When the weather got warmer, I ventured out again. I embraced hurting. I thought about how much pain my mother had endured — the assaults from needles, chemicals, her disease — and understood my suffering to be trivial. I didn’t deserve to feel good. I didn’t.

Then something happened. I did a marathon because I was asked to be the pre-race speaker and couldn’t resist a free entry. I hadn’t run longer than 12 miles in six months. I felt great. A week later I did another one, and felt better.

Right now, like Ben, I am enjoying a period of fluke fitness. As with the unaccountable lows, the untraceable bad periods, my body has reached a point of impossible, unexpected strength, mostly independent of what I’d planned, done, or hoped for.

Just as you have to learn to accept the slow spells, I have tried to think of this time as a gift. How fortunate I am to be able to lead a pace group at a marathon (not fast, mind you, but well enough to get women younger than me qualified for Boston) with about as much effort as it takes to wash my hair. I recover quickly these days. I feel like I can run forever.

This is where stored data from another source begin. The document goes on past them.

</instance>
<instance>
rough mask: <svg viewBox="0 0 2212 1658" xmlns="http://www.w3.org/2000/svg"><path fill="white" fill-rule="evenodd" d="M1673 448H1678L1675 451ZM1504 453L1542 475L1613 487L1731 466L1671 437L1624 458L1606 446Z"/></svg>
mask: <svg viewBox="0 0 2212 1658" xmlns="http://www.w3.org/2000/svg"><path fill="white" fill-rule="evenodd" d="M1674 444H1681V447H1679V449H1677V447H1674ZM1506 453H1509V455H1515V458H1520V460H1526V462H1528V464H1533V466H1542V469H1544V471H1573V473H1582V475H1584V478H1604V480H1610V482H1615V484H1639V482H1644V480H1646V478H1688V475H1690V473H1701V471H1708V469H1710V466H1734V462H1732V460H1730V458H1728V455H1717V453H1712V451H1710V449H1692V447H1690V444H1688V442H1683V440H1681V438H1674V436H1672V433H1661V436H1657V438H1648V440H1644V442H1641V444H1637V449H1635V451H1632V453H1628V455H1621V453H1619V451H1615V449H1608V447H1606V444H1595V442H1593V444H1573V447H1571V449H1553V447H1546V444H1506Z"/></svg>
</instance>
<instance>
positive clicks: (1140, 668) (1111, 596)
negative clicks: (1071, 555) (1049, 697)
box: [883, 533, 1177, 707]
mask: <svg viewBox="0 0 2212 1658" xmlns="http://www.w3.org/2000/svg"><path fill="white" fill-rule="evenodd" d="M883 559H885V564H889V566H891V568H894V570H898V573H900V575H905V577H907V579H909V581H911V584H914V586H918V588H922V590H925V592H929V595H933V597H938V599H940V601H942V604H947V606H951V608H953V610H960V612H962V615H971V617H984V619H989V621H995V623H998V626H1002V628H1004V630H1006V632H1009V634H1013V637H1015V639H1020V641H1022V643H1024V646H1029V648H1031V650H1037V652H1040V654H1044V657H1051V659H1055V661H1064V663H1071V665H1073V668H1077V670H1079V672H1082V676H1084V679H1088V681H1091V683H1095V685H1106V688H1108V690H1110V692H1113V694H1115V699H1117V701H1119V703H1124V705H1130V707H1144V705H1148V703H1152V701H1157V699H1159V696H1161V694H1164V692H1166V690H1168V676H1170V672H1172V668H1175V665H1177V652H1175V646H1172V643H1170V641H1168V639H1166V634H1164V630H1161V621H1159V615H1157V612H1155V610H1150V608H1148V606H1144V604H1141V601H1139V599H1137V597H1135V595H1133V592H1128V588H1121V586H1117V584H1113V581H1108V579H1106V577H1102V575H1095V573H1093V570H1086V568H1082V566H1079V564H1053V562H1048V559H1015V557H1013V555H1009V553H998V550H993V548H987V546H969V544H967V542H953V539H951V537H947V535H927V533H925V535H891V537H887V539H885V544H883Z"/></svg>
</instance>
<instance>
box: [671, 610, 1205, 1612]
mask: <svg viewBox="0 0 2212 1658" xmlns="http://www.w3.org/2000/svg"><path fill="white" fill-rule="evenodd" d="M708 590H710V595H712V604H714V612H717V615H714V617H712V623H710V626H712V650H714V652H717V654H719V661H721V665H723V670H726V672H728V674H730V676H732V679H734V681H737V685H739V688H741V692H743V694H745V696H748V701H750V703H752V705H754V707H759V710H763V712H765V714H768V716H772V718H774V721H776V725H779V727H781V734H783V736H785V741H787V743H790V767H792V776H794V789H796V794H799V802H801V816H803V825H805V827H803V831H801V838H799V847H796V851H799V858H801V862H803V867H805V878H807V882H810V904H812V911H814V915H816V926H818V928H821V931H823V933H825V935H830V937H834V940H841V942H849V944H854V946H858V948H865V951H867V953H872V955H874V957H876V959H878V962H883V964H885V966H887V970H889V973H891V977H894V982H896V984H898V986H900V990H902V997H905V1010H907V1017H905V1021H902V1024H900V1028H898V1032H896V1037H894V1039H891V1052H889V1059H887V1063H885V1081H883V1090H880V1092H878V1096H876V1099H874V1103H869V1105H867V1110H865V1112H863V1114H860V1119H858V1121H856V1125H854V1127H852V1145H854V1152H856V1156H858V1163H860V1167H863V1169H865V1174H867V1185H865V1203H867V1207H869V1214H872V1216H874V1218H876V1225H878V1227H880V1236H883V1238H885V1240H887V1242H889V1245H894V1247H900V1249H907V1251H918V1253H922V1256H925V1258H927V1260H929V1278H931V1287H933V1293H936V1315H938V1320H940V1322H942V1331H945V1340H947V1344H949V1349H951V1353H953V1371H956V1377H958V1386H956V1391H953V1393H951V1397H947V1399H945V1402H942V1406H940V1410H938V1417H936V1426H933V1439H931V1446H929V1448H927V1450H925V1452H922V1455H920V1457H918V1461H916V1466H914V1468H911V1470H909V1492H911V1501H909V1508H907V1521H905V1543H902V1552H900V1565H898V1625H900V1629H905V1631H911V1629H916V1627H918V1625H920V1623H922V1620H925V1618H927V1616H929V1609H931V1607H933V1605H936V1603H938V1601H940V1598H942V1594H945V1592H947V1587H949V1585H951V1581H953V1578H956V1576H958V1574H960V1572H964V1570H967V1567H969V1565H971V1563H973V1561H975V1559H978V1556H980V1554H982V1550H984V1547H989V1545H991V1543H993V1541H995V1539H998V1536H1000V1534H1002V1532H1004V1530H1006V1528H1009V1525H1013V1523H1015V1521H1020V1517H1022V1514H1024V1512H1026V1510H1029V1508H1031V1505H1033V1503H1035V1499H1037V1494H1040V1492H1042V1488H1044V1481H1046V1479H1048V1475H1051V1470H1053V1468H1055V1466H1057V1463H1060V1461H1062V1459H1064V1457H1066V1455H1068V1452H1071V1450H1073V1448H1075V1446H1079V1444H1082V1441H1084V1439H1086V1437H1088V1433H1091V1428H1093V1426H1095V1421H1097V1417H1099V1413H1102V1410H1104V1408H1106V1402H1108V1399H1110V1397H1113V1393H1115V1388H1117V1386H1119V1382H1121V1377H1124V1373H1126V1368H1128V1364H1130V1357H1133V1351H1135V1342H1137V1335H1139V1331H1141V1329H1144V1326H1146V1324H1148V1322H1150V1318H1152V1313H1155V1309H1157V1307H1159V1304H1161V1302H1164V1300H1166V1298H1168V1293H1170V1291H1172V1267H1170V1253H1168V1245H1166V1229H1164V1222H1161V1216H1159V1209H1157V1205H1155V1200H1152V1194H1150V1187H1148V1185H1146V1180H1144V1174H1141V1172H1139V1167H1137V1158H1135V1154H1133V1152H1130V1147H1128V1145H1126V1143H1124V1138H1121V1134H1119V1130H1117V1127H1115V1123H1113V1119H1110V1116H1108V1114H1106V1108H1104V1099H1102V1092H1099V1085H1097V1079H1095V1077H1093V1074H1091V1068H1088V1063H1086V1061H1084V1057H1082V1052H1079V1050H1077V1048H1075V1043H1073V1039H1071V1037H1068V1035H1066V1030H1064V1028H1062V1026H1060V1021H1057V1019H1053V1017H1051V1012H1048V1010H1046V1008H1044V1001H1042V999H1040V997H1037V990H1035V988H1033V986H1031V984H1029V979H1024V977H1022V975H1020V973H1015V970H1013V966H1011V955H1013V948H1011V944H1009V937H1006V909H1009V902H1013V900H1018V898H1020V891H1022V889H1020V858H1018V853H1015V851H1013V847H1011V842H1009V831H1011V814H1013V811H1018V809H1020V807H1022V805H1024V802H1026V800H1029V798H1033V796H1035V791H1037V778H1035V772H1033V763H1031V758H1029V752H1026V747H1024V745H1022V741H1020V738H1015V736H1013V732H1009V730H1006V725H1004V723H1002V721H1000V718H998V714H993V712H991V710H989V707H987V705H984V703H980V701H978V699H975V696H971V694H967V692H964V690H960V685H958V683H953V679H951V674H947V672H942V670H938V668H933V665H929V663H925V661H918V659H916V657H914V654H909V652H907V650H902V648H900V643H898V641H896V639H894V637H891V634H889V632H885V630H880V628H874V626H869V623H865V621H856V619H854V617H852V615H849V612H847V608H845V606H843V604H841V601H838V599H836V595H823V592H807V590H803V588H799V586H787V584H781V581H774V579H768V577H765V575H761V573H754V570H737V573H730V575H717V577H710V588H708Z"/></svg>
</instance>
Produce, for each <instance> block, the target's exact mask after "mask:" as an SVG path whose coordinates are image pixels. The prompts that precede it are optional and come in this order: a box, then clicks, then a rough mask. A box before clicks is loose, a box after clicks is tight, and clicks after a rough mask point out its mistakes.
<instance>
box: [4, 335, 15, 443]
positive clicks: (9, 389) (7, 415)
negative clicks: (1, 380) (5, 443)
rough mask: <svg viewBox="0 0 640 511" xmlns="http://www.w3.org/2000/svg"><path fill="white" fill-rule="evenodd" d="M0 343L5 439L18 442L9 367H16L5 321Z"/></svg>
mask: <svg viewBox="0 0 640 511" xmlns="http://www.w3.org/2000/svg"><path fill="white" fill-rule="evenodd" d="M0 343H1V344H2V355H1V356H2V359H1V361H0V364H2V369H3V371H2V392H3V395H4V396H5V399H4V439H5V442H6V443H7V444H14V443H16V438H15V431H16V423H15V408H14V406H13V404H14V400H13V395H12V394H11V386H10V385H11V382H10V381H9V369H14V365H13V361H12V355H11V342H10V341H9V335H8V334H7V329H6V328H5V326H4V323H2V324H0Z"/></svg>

A fast runner friend of mine once said that of the three important things in his life — running, relationships and work — it was never the case that all were good at the same time. At the time I thought that was a bad attitude. Now I think maybe he’s right.

I don’t know how long this fluke fitness will last. My guess is that by the time this column is published, it will be a hazy memory. Did I ever really feel that good? Was running a marathon really as easy as brushing my teeth?

The body has its own schedule. Grief, sadness, travel, work stresses, personal upheaval, create an incomprehensible matrix. Sometimes it’s better not to try to puzzle it out and just enjoy the good times when they finally come.